Date de création: 12-08-2025 17:52
Dernière mise à jour: 12-08-2025 17:52
Lu: 14 fois


HISTOIRE- REGION- SITE AFRIQUE ROMAINE

/ALA MILIARIA (MASCARA)

 © Souag Abdelouahab/El Watan, lundi 11/08/2025 .Extraits

 

À 37 km au sud-sud-est de Mascara, dans la localité de Béniane, au cœur des Monts de Saïda, les ruines d’Ala Miliaria, ancien poste avancé de l’armée romaine, racontent l’histoire d’un lieu à la fois stratégique, spirituel et disputé.

Établi entre 198 et 203 après Jésus-Christ, sous le règne de Septime Sévère, empereur d’origine nord-africaine né à Leptis Magna (Libye actuelle), le site militaire d’Ala Miliaria faisait partie du plan de réorganisation des provinces africaines. Il fut l’un des piliers du dispositif impérial dans la Maurétanie césarienne, province qui couvrait une large partie du nord de l’Algérie.
Ce camp accueillait l’Ala Miliaria, une unité auxiliaire montée, forte d’environ 1000 cavaliers. Ces troupes mobiles, spécialisées dans la surveillance des confins Sud, avaient pour mission de contenir les incursions nomades et d’assurer la sécurité des axes de communication entre l’arrière-pays et la côte.
«Ce type d’unité permettait d’intervenir rapidement sur de vastes zones frontalières en cas d’agitation tribale», observe l’historien Stéphane Gsell dans le tome VII de L’Histoire ancienne de l’Afrique du Nord, son œuvre monumentale sur la romanisation du Maghreb.
L’installation d’Ala Miliaria s’inscrivait dans le cadre plus large de la Nova Praetentura, une ligne défensive instaurée précisément sous Septime Sévère, entre 198 et 203. Ce système reliait des garnisons de l’ouest algérien, de Tiaret à Tlemcen, et combinait des fortins, des routes militaires et des postes d’observation pour mieux contrôler les marges du désert.
Mais Ala Miliaria ne fut pas seulement un point d’appui militaire. Aux Ve et VIe siècles, après la christianisation de l’Afrique romaine, le site prit une importance religieuse inattendue en devenant un évêché donatiste. Le Donatisme, mouvement chrétien né en Afrique du Nord au IVe siècle, prônait une stricte pureté morale du clergé et refusait toute compromission avec le pouvoir impérial. Il s’opposait radicalement à l’Église catholique, allant jusqu’à constituer sa propre hiérarchie épiscopale dans plusieurs cités africaines.
Ala Miliaria est mentionnée comme siège d’un évêché donatiste dans un document capital, la Notice des provinces et des cités d’Afrique, rédigée en 484 ap. J.-C. sur ordre du roi vandale Hunéric.

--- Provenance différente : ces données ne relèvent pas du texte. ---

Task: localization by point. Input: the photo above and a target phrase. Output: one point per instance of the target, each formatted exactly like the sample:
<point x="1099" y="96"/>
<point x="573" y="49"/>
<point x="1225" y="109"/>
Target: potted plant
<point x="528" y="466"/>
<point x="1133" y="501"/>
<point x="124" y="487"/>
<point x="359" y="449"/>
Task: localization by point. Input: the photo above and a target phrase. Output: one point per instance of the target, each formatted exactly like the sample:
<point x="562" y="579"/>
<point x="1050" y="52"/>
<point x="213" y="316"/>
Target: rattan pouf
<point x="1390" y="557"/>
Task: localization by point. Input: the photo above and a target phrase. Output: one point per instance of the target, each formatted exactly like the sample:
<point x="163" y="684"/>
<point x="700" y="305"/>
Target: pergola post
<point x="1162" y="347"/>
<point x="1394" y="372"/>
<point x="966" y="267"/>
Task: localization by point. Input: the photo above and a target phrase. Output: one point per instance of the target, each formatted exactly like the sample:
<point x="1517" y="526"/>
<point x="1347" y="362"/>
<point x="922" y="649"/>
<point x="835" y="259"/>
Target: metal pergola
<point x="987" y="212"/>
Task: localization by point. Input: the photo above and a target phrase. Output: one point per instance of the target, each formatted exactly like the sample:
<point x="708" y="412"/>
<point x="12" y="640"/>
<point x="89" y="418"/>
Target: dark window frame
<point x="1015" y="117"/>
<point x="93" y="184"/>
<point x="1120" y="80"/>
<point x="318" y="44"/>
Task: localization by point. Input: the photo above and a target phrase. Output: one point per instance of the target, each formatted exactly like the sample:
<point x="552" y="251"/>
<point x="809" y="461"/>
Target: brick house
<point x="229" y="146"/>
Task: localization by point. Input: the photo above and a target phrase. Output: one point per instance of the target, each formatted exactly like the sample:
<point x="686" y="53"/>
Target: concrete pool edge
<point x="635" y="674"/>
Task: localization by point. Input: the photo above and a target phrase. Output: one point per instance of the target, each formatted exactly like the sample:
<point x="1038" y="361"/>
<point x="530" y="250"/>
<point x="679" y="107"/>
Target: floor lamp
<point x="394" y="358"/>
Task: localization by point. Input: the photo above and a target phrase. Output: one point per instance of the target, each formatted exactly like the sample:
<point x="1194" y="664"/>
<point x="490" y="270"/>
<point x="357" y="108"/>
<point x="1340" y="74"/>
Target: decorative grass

Ce texte recense les évêchés présents lors de la conférence de Carthage réunissant catholiques et donatistes. «L’épiscopat donatiste à Ala Miliaria n’est pas une hypothèse, il est attesté nommément en 484, ce qui confirme le rayonnement religieux du site à cette époque», note l’historien Claude Lepelley dans Les cités de l’Afrique romaine au Bas-Empire, une œuvre de référence sur l’organisation des villes africaines à la fin de l’Antiquité.
En 1899, des fouilles sont menées à Béniane par M. Rouziès, instituteur et érudit passionné d’antiquités, qui signale l’importance du site, sous la direction de Stéphane Gsell (1864–1932), figure majeure de l’archéologie en Afrique du Nord et auteur de la monumentale Histoire ancienne de l’Afrique du Nord. Chargé à l’époque des missions de prospection pour l’administration coloniale, Gsell supervise les premières recherches sur place. Ces travaux permettent de mettre au jour une basilique chrétienne à trois nefs, construite directement sur les ruines du principia, le centre administratif du camp romain. Ce réemploi architectural, une église bâtie sur le cœur militaire, symbolise le basculement d’un pouvoir impérial vers une autorité religieuse.
A l’intérieur de l’église, des caveaux funéraires renfermaient les restes de plusieurs clercs donatistes. L’une des découvertes les plus marquantes fut l’épitaphe de Robba, identifiée comme la sœur de l’évêque Honoratus, chef de l’Eglise donatiste à Aquae Sirenses, un autre centre religieux situé à Bouhanifia, également marquée par la présence donatiste. Ce lien familial entre deux figures religieuses issues de communautés distinctes, mais proches géographiquement, témoigne de la densité et de l’organisation du réseau donatiste dans l’ouest de la Maurétanie Césarienne. 
«Elle est la seule femme martyre donatiste connue par l’épigraphie. Son tombeau est une source précieuse sur les violences religieuses entre catholiques et donatistes au Ve siècle», lit-on dans The Donatist Schism : Controversy and Contexts, un ouvrage collectif dirigé par l’historien britannique Richard Miles et publié en 2016 par Liverpool University Press(......................)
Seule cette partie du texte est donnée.